As a McCoy, I have been asked many times in my life about my famous surname – and about the Hatfields. While I understood the connotations of the phrase “Hatfield-McCoy,” like most people, I knew little about the actual history of the feud. I was 35 years old before I knew that I was related to the “feudin” clan. Until 1999, I had never met a Hatfield.

Beginning in 1997, my desire to learn more about my family history allowed me to take part in events I never could have imagined. My discovery of a piece of paper inserted in the genealogy section of an old book my grandfather owned started me on an adventurous journey that changed my life. When I met a third cousin for the first time in an online genealogy forum, it set into motion a series of events that sparked a resurgence of interest in the Hatfields and McCoys.

In 2000, descendants of the feuding Hatfield and McCoy families came together for a joint family reunion in Pikeville, Kentucky and Williamson and Matewan, West Virginia. More than a century after the feud had concluded, it was the first reunion of the two families ever attempted on a national level. The story of the unlikely “Reunion of the Millennium” caught the collective attention of the national and international press.

In the years that followed the first reunion, the Hatfields and McCoys continued to make history. In 2003, the families gathered for the historic Hatfield-McCoy truce signing, broadcast live on national television. Five years later in 2008, the families celebrated the anniversary of the truce by signing commemorative shotguns that were given to the governors of Kentucky and West Virginia and President George W. Bush. In 2014, members of both families teamed with the University of Kentucky and the National Geographic Channel for an archaeological dig at the site of the McCoy homestead in Hardy, Kentucky.
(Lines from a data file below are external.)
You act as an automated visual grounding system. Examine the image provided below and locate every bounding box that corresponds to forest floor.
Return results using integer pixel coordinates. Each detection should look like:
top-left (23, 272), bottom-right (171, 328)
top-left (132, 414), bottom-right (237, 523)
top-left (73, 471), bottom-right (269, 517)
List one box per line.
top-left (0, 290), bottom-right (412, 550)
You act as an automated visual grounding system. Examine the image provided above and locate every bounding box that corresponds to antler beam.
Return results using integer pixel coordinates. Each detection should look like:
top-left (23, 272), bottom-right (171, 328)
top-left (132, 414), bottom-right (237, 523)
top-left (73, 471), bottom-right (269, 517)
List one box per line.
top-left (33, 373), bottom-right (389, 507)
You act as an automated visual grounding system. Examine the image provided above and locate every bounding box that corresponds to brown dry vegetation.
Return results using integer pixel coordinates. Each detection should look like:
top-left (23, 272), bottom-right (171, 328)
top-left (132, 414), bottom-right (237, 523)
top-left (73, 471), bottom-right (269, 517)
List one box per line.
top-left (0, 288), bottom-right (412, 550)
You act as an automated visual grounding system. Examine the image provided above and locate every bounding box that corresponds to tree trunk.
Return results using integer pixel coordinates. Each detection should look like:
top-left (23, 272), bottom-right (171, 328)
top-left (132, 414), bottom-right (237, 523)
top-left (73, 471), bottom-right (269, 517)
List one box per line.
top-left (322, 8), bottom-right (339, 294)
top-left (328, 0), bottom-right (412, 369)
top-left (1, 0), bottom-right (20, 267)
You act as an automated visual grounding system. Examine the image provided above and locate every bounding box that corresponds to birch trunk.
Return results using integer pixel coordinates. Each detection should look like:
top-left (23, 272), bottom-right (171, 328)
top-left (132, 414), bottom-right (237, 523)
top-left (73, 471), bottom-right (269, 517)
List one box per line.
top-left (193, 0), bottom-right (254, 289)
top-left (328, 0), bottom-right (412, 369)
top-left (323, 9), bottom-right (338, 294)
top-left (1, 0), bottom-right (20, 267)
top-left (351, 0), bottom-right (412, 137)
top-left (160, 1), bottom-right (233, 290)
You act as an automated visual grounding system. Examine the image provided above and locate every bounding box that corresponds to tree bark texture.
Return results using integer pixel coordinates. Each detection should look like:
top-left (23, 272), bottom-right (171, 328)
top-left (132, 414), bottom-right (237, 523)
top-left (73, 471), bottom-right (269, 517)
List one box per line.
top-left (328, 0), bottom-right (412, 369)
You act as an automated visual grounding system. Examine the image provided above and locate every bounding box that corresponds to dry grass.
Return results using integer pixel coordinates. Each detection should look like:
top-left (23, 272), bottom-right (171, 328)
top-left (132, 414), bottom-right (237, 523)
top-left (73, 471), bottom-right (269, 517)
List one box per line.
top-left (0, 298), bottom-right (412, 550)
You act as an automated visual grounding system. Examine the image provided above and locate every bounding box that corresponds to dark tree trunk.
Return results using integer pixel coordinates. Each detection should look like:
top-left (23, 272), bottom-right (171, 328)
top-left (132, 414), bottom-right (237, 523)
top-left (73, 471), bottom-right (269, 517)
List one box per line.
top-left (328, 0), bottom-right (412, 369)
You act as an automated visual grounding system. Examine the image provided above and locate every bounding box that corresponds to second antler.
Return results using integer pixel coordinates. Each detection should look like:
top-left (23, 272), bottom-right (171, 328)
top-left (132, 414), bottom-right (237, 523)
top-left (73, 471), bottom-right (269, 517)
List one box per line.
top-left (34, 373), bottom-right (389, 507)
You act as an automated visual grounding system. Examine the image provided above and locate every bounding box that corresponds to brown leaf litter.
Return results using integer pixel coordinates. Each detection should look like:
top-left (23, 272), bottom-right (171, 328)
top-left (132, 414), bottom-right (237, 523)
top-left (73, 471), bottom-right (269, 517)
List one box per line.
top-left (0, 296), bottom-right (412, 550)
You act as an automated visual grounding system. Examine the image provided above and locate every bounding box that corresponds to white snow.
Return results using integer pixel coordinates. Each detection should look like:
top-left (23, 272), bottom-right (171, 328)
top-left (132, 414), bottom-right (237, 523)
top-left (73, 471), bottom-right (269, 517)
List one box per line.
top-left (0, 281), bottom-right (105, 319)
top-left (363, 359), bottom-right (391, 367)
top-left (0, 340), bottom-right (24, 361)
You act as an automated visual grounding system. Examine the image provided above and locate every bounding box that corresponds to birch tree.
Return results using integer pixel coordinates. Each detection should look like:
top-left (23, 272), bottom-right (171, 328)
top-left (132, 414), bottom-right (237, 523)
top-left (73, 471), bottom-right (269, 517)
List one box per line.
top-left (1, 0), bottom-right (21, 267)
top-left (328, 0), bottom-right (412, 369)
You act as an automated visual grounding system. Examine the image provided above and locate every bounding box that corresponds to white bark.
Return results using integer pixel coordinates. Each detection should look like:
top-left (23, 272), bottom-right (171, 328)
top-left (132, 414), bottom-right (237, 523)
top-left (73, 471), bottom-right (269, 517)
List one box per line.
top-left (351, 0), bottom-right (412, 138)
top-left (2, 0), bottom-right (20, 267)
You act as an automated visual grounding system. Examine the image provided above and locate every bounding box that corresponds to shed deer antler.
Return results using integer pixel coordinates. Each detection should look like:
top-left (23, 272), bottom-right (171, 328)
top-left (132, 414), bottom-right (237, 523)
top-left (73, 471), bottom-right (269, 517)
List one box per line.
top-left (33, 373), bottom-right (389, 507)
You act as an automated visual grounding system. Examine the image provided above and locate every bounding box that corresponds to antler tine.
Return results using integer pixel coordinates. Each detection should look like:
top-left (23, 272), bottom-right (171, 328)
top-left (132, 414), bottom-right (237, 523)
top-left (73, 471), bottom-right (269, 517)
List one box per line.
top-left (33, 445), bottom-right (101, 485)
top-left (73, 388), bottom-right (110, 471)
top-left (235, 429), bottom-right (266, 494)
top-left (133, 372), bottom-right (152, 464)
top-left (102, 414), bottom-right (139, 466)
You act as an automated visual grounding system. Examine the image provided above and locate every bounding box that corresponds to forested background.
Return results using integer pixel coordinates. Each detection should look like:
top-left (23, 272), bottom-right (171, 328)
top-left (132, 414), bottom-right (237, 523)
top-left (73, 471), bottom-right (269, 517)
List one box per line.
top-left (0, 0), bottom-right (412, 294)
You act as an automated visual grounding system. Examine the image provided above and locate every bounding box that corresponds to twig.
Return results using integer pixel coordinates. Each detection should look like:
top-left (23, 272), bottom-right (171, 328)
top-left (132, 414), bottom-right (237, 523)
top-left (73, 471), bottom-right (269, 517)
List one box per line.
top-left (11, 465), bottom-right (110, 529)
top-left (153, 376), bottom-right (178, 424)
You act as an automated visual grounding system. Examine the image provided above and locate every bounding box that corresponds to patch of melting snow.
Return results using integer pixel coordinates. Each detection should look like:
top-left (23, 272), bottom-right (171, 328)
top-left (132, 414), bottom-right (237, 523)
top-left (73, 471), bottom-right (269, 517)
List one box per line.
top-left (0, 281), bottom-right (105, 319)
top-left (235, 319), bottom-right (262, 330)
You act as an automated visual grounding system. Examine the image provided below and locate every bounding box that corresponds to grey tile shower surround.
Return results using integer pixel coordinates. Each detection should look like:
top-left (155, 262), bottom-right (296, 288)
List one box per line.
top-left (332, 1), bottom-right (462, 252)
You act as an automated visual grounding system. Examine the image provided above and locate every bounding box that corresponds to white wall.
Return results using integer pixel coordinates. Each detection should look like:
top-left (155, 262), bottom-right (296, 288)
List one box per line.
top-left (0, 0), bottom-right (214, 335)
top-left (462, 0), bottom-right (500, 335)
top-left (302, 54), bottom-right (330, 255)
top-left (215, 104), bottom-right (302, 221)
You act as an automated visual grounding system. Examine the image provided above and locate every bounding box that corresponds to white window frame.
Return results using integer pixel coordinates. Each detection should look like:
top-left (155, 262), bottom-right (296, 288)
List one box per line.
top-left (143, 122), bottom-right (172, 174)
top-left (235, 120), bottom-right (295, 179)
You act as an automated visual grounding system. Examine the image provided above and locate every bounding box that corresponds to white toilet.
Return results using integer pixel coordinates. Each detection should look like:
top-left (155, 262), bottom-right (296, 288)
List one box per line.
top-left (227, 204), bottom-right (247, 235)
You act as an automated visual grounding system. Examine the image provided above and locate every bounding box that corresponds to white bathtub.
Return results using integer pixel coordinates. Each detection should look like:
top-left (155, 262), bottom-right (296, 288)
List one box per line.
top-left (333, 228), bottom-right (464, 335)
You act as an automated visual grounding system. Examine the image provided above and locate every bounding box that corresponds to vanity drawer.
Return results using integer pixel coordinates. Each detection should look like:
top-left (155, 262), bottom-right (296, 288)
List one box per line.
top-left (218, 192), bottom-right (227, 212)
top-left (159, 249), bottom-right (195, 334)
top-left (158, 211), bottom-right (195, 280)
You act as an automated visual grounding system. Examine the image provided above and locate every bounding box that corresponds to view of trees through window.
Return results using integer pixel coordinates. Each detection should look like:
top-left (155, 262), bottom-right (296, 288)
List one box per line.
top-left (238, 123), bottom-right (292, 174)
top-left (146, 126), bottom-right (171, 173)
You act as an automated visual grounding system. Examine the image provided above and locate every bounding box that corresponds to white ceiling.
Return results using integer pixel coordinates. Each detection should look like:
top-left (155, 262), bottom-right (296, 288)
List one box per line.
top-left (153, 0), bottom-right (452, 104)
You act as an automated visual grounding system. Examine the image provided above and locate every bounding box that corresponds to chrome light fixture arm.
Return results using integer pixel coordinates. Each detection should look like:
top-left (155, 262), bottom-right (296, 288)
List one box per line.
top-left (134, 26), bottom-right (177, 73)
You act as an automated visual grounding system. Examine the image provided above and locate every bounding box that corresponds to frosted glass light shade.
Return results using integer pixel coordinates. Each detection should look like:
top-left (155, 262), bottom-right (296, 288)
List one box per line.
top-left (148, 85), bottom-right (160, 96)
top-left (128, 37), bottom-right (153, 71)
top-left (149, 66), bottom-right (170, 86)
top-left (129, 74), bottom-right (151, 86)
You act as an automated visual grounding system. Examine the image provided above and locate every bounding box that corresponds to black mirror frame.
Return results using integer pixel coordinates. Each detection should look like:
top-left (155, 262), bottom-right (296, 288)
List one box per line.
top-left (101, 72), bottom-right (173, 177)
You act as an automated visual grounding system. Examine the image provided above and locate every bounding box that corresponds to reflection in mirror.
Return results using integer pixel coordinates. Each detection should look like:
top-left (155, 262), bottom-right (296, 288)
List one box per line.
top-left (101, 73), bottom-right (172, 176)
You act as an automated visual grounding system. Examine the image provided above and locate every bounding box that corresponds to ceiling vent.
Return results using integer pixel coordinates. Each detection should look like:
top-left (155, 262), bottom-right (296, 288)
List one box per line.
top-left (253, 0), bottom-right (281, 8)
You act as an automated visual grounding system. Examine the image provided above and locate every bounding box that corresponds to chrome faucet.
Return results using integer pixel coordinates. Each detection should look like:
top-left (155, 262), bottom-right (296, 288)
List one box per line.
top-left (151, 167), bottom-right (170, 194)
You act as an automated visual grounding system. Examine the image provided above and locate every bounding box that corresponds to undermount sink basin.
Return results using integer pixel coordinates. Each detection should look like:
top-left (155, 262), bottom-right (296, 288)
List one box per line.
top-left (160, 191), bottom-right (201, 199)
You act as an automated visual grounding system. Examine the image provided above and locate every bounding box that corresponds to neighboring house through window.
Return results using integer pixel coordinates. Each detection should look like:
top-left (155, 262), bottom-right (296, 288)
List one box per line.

My desire to learn more about my family history allowed me to take part in events I never could have imagined. Just two short years after discovering my heritage, I was proud to be part of Hatfield-McCoy events that became defining moments in my life. Over the course of the past 15 years, I have been privileged to witness history in the making. REUNION is the story of my own reconciliation with history and a chronicle of the achievements of the Hatfield and McCoy families in the modern era. It is my hope that my story will inspire others to begin journeys of their own. History is waiting to be discovered and new chapters are ready to be written. In 2000, reuniting with a common heritage allowed the Hatfields and McCoys to make – and remake – history. I hope you enjoy my book.